Datasets for supervised machine learning

Author: Carolina Fortuna

By definition, machine learning methods rely on data for training purposes. In particular, supervised machine learning algorithms need labelled data. In this post we provide pointers to repositories and tools where relevant datasets can be found as well as tips on how to generate and publish your dataset.

Repositories and search tools

This site is maintaining a list of publicly available datasets that can be used for solving various telecommunications problems using machine learning. In the machine learning community, a well known source of data (and other resources) is Kaggle. In the wireless community, a well known source of datasets, albeit not specifically generated for machine learning purposes is available on at CRAWDAD. More recently, Google is providing a new tool dedicated to dataset search. While the lists on this ETI are collected and published by the officers of this action, Google’s tool seems to  mostly index public data from .gov. sites but can be extended to include also other datasets. To be included in Google’s dataset search tool, the page where the data is published should include structured data.

Labelled data generation

There are three ways of generating labelled training data for your machine learning task: synthetic labelled data generation, manual labelling and (semi-)automatic data generation. 

 

Synthetic labelled data generation

Synthetic data that can be easily labelled as the transmissions are controlled by scripts written by humans and the reception can thus be aligned in frequency, time and location to the transmissions. The process for generating synthetic datasets is depicted in the figure below and consists of five steps. In the first step, the wireless networking experiment or simulation is defined, implemented and executed. While the experiment is executed, relevant data is collected in the data collection step. The transmission and the reception data are then aligned and the relevant transmission parameters are used to generate labels for the received data in the third step. The resulting data is then split in two according to some pre-defined proportion. One part of this data is used for subsequently training a machine learning model while the other part of the data is used for subsequently evaluating the trained model.

Manual labelled data generation

When collecting data from a real environment that we cannot completely control, collecting labels can sometimes be challenging. In such cases, methods for manually labelling the collected data are employed. The labels generated for such situations are also called ground truth because the assumption is that the human that creates them is a domain expert and is likely to be correct. In other words, it is difficult to create better labels using any other method.

The process for generating manually annotated ground truth datasets is depicted in the figure below and also consists of five steps. In the first step, the data is collected by observing relevant network behavior such as spectrum. As the amount of data can be overwhelming for a human user to understand and process, a data selection process has to be in place to select the data that will be presented to the user for labelling. This is represented as the third step in the figure. Subsequently, in the third step, a manual label insertion system has to be developed as support for humans to label. For instance, a system that shows in an appropriate visual manner the instances selected in Step 2 and enables inserting graphic or textual labels that are then recorded in the appripriate format. Similar as in the case of synthetic data generation and labelling, the resulting data is then split in two according to some pre-defined proportion. One part of this data is used for subsequently training a machine learning model while the other part of the data is used for subsequently evaluating the trained model.

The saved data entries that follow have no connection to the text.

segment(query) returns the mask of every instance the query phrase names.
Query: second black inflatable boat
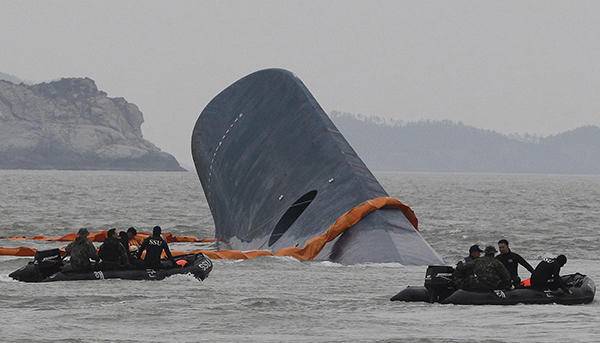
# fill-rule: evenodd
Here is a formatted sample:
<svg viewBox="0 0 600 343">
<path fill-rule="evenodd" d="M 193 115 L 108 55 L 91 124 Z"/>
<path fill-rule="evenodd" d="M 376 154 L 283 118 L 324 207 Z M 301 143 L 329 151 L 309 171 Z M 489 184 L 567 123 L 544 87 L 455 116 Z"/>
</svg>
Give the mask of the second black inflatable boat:
<svg viewBox="0 0 600 343">
<path fill-rule="evenodd" d="M 588 304 L 594 300 L 596 285 L 583 274 L 562 276 L 570 293 L 562 291 L 517 288 L 487 292 L 456 289 L 452 282 L 452 267 L 429 266 L 425 275 L 425 286 L 408 286 L 394 295 L 391 301 L 438 302 L 455 305 L 516 305 L 516 304 Z"/>
<path fill-rule="evenodd" d="M 77 280 L 162 280 L 176 274 L 191 274 L 204 280 L 212 271 L 212 261 L 203 254 L 175 257 L 174 265 L 161 269 L 119 269 L 94 270 L 90 272 L 69 272 L 69 265 L 63 263 L 58 249 L 39 251 L 34 260 L 10 273 L 8 276 L 23 282 L 51 282 Z"/>
</svg>

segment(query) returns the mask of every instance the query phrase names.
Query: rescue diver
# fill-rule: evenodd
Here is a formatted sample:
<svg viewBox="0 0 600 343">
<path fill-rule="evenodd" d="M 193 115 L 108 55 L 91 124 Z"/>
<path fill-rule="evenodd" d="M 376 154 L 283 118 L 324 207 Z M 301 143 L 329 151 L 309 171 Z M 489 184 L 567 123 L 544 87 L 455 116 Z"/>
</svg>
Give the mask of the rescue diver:
<svg viewBox="0 0 600 343">
<path fill-rule="evenodd" d="M 502 263 L 494 258 L 497 250 L 493 246 L 487 246 L 484 250 L 484 256 L 475 259 L 467 265 L 471 274 L 467 275 L 462 287 L 472 291 L 491 291 L 499 289 L 510 289 L 510 273 Z"/>
<path fill-rule="evenodd" d="M 519 278 L 518 268 L 519 264 L 525 267 L 530 273 L 533 273 L 534 268 L 531 264 L 527 263 L 521 255 L 516 254 L 508 247 L 508 241 L 501 239 L 498 241 L 498 250 L 500 254 L 496 256 L 496 259 L 500 261 L 506 270 L 510 273 L 510 280 L 514 287 L 518 287 L 521 284 L 521 278 Z"/>
<path fill-rule="evenodd" d="M 560 278 L 560 269 L 567 263 L 565 255 L 558 255 L 556 258 L 545 258 L 531 273 L 531 288 L 537 290 L 558 290 L 573 294 L 573 292 L 562 282 Z"/>
<path fill-rule="evenodd" d="M 90 232 L 86 228 L 77 231 L 77 238 L 65 247 L 67 255 L 71 255 L 71 270 L 73 272 L 89 272 L 92 270 L 90 259 L 98 262 L 96 247 L 88 239 Z M 66 270 L 65 270 L 66 271 Z"/>
<path fill-rule="evenodd" d="M 98 256 L 102 259 L 102 270 L 116 270 L 126 268 L 129 265 L 127 251 L 117 238 L 116 229 L 106 232 L 106 239 L 98 249 Z"/>
<path fill-rule="evenodd" d="M 160 269 L 160 255 L 164 251 L 167 258 L 173 262 L 173 255 L 169 250 L 169 245 L 161 236 L 160 226 L 155 226 L 152 229 L 152 236 L 144 239 L 140 249 L 137 252 L 137 258 L 142 256 L 142 253 L 146 251 L 146 257 L 144 257 L 144 264 L 148 269 Z M 173 262 L 174 263 L 174 262 Z"/>
</svg>

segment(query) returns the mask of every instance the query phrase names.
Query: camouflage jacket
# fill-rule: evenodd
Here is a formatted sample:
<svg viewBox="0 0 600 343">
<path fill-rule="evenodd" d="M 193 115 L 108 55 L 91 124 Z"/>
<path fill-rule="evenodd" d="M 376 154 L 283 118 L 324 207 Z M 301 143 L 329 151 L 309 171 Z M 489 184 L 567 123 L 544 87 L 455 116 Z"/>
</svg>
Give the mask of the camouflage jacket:
<svg viewBox="0 0 600 343">
<path fill-rule="evenodd" d="M 469 289 L 494 290 L 510 288 L 510 273 L 493 257 L 483 256 L 473 262 L 473 279 Z"/>
<path fill-rule="evenodd" d="M 87 238 L 77 237 L 77 239 L 67 245 L 65 251 L 71 255 L 71 267 L 73 270 L 89 269 L 90 258 L 98 261 L 96 248 Z"/>
<path fill-rule="evenodd" d="M 457 288 L 475 291 L 506 289 L 511 285 L 510 274 L 493 257 L 479 257 L 468 263 L 459 263 L 454 272 Z"/>
<path fill-rule="evenodd" d="M 467 257 L 464 260 L 458 262 L 454 273 L 452 274 L 452 280 L 456 288 L 466 289 L 471 283 L 473 283 L 473 269 L 475 268 L 475 259 Z"/>
</svg>

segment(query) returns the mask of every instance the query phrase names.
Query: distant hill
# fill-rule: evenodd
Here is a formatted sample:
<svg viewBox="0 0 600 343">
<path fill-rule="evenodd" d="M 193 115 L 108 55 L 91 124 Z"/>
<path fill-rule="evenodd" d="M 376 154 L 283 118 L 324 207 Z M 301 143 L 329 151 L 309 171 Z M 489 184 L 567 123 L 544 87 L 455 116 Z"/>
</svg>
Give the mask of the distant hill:
<svg viewBox="0 0 600 343">
<path fill-rule="evenodd" d="M 0 72 L 0 80 L 4 80 L 4 81 L 16 83 L 16 84 L 23 82 L 23 80 L 19 79 L 18 77 L 14 76 L 14 75 L 2 73 L 2 72 Z"/>
<path fill-rule="evenodd" d="M 451 121 L 403 123 L 333 112 L 374 170 L 600 174 L 600 128 L 548 137 L 503 135 Z"/>
<path fill-rule="evenodd" d="M 143 122 L 89 78 L 0 80 L 0 169 L 183 170 L 143 138 Z"/>
</svg>

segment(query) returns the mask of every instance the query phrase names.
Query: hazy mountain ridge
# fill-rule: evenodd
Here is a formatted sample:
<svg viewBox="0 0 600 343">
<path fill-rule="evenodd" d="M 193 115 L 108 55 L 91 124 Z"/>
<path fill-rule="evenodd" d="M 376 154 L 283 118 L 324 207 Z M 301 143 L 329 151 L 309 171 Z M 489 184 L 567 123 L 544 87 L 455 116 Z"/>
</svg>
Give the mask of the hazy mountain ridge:
<svg viewBox="0 0 600 343">
<path fill-rule="evenodd" d="M 404 123 L 333 112 L 374 170 L 600 174 L 600 128 L 539 137 L 503 135 L 452 121 Z"/>
<path fill-rule="evenodd" d="M 2 72 L 0 72 L 0 80 L 4 80 L 4 81 L 16 83 L 16 84 L 23 82 L 23 80 L 19 79 L 18 77 L 14 76 L 14 75 L 2 73 Z"/>
<path fill-rule="evenodd" d="M 0 80 L 0 169 L 183 170 L 143 138 L 143 122 L 89 78 Z"/>
</svg>

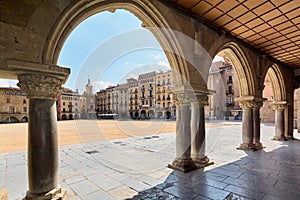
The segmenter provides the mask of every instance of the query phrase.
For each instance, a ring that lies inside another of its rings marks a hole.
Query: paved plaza
[[[60,146],[61,187],[70,200],[300,199],[299,140],[273,141],[274,126],[262,124],[265,148],[240,151],[240,123],[208,127],[206,149],[215,164],[186,174],[166,167],[175,158],[174,132]],[[9,200],[25,196],[26,152],[0,154],[0,184]]]

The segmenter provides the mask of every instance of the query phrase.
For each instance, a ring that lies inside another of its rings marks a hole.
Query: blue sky
[[[168,60],[141,21],[125,10],[95,14],[79,24],[64,43],[58,65],[71,68],[65,87],[83,92],[88,78],[94,91],[124,83],[140,73],[166,71]],[[17,81],[0,79],[2,86]]]

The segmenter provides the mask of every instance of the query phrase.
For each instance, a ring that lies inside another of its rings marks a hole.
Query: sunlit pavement
[[[175,134],[139,136],[60,147],[59,178],[68,199],[300,199],[300,142],[278,142],[262,125],[256,152],[236,150],[241,125],[207,129],[215,164],[187,174],[166,166],[175,158]],[[297,137],[299,134],[296,133]],[[1,187],[9,199],[27,190],[26,152],[0,155]]]

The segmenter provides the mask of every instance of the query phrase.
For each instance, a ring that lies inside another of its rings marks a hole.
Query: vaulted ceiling
[[[169,0],[198,19],[300,68],[300,0]]]

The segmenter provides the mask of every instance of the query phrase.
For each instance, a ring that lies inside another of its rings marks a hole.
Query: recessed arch
[[[240,96],[255,96],[255,84],[249,62],[242,49],[234,42],[224,44],[215,55],[223,57],[234,67],[239,83]]]
[[[182,49],[176,40],[176,34],[171,31],[166,19],[156,9],[150,1],[145,0],[111,0],[111,1],[75,1],[65,9],[51,28],[43,49],[43,63],[56,64],[62,46],[74,30],[82,21],[88,17],[103,11],[114,12],[116,9],[124,9],[137,18],[148,28],[158,40],[174,73],[176,85],[183,85],[189,81],[187,63],[184,60]]]
[[[272,64],[266,71],[264,77],[266,76],[269,76],[272,82],[274,101],[286,101],[286,89],[284,79],[278,65]]]

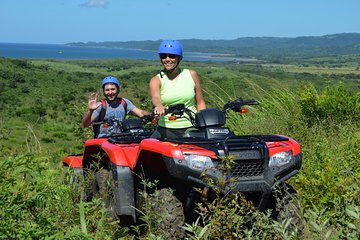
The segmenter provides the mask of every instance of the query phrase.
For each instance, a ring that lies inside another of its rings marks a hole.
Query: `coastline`
[[[185,61],[234,62],[257,61],[231,54],[184,52]],[[0,57],[30,59],[107,59],[129,58],[157,60],[157,51],[135,48],[114,48],[104,46],[73,46],[69,44],[0,43]]]

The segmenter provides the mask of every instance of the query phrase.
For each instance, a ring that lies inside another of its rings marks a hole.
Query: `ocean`
[[[185,52],[185,61],[241,61],[233,57],[213,57],[214,54]],[[0,57],[6,58],[30,58],[30,59],[107,59],[128,58],[142,60],[158,60],[155,51],[123,48],[92,48],[75,47],[62,44],[28,44],[28,43],[0,43]]]

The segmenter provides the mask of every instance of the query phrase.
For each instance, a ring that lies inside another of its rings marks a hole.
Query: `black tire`
[[[106,169],[100,169],[95,173],[98,194],[104,200],[108,207],[111,199],[111,172]]]
[[[88,169],[84,172],[84,200],[91,201],[98,194],[99,189],[96,183],[96,177]]]
[[[84,195],[84,176],[81,168],[68,167],[66,172],[66,183],[73,190],[73,199],[75,202],[80,202]]]
[[[83,171],[81,168],[69,169],[68,183],[75,189],[77,189],[84,181]]]
[[[280,194],[276,194],[276,220],[284,222],[290,220],[287,231],[301,235],[304,225],[300,210],[300,200],[296,191],[290,185],[284,185]]]
[[[137,208],[141,214],[147,215],[150,225],[158,233],[168,235],[170,238],[183,239],[185,231],[182,228],[185,224],[184,209],[182,203],[173,195],[173,191],[163,188],[148,195],[137,191]]]
[[[81,190],[84,182],[83,171],[81,168],[69,168],[67,182],[74,190]]]
[[[95,173],[95,180],[97,185],[97,194],[103,200],[104,206],[108,209],[107,217],[110,220],[116,220],[115,202],[113,198],[113,182],[111,171],[107,169],[100,169]]]

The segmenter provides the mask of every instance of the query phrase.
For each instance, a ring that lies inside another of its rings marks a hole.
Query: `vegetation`
[[[284,37],[243,37],[234,40],[181,39],[189,52],[231,54],[258,59],[303,59],[313,57],[334,57],[360,53],[360,34],[341,33],[324,36],[296,38]],[[161,40],[128,42],[87,42],[68,43],[71,46],[135,48],[156,50]]]
[[[201,217],[184,226],[189,239],[359,239],[360,75],[356,61],[338,58],[291,65],[182,63],[198,72],[209,107],[237,97],[260,101],[247,115],[229,116],[237,134],[287,135],[303,152],[302,169],[291,179],[303,235],[235,195],[211,203],[210,211],[199,207]],[[117,76],[121,95],[150,110],[148,82],[159,63],[1,58],[0,66],[0,239],[134,239],[139,229],[108,222],[99,198],[85,202],[68,186],[61,160],[81,153],[92,135],[81,118],[87,94],[101,94],[104,76]],[[250,213],[256,218],[249,225],[244,216]],[[144,217],[141,239],[166,239],[166,231],[149,224],[154,217]]]

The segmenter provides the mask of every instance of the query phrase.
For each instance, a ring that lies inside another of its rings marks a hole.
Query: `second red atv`
[[[142,178],[155,180],[160,203],[154,210],[164,216],[159,227],[169,229],[173,236],[181,234],[181,226],[191,219],[201,199],[195,187],[207,199],[215,196],[204,178],[215,184],[219,179],[232,179],[220,186],[223,194],[241,192],[259,210],[272,209],[275,218],[296,218],[285,194],[296,192],[285,182],[301,168],[300,144],[281,135],[236,136],[224,127],[227,111],[241,112],[244,106],[256,104],[255,100],[237,99],[222,110],[208,108],[197,113],[184,105],[170,106],[169,115],[187,117],[194,126],[183,138],[149,138],[151,133],[141,127],[140,120],[132,119],[122,123],[121,134],[87,140],[83,155],[66,157],[64,164],[84,175],[95,171],[100,191],[104,179],[110,177],[109,208],[120,219],[133,222],[140,216]],[[225,157],[233,159],[231,167],[219,168]],[[284,202],[281,208],[279,202]]]

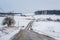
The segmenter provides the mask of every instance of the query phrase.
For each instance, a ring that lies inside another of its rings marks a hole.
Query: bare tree
[[[3,23],[2,24],[3,25],[6,25],[7,24],[7,26],[10,27],[12,24],[15,24],[15,20],[13,18],[11,18],[11,17],[6,17],[3,20]]]

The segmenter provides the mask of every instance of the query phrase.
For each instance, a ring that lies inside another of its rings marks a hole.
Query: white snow
[[[11,38],[18,33],[22,28],[26,28],[28,23],[35,18],[35,20],[45,20],[51,18],[53,20],[60,19],[60,15],[33,15],[33,16],[14,16],[15,27],[4,27],[2,21],[5,17],[0,17],[0,40],[11,40]],[[23,27],[24,26],[24,27]],[[35,32],[48,35],[56,40],[60,40],[60,22],[55,21],[34,21],[32,28]]]
[[[60,19],[60,16],[56,15],[37,15],[35,16],[35,19]],[[32,26],[33,30],[35,32],[51,36],[57,40],[60,40],[60,22],[54,22],[54,21],[35,21]]]
[[[5,17],[0,17],[1,18],[1,24],[2,25],[2,20]],[[27,19],[32,19],[32,17],[23,17],[23,16],[14,16],[15,19],[15,27],[4,27],[3,25],[0,26],[0,40],[11,40],[11,38],[20,31],[20,29],[24,29],[28,23],[31,20]],[[22,27],[24,26],[24,27]]]
[[[60,19],[60,15],[35,15],[34,16],[35,19],[39,19],[39,18],[52,18],[52,19]]]
[[[27,20],[27,19],[32,19],[32,17],[14,16],[14,19],[16,21],[15,26],[26,27],[28,25],[28,23],[31,21],[31,20]]]
[[[19,31],[19,29],[14,29],[14,28],[13,30],[9,30],[9,31],[8,30],[5,30],[7,31],[8,34],[5,34],[4,36],[0,37],[0,40],[10,40],[11,37],[13,37]]]
[[[5,17],[0,17],[0,27],[3,27],[2,22]]]

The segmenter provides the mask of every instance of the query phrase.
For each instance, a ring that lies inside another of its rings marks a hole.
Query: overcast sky
[[[60,0],[0,0],[0,12],[32,13],[37,10],[60,10]]]

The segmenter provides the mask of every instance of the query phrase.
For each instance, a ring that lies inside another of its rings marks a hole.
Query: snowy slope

(Semi-)automatic labelled data generation

The third appraoch refers to generating automatically or possibly semi-automatically labelled data for transmissions that exist, are real, but we have no control over. Such approach would require relevant network data collection in the first step, same as in the manual label generation case. The second step would require implementing a labelling logic. The labeling logic could be very simple from hand coded rules on how to generate the labels to complex algorithmic appraoches including heuristics or machine learning. It is actually possible to use machine learning for generating labelled data for machine learning tasks. The labelling logic will then automatically generate labelled data. To verify the quality of such data, an evaluation methodology, usually against a manually labelled subset of the same data is appropriate as depicted in the third step. The last two steps of the process are similar as for the previosly described synthetic and manual label generation.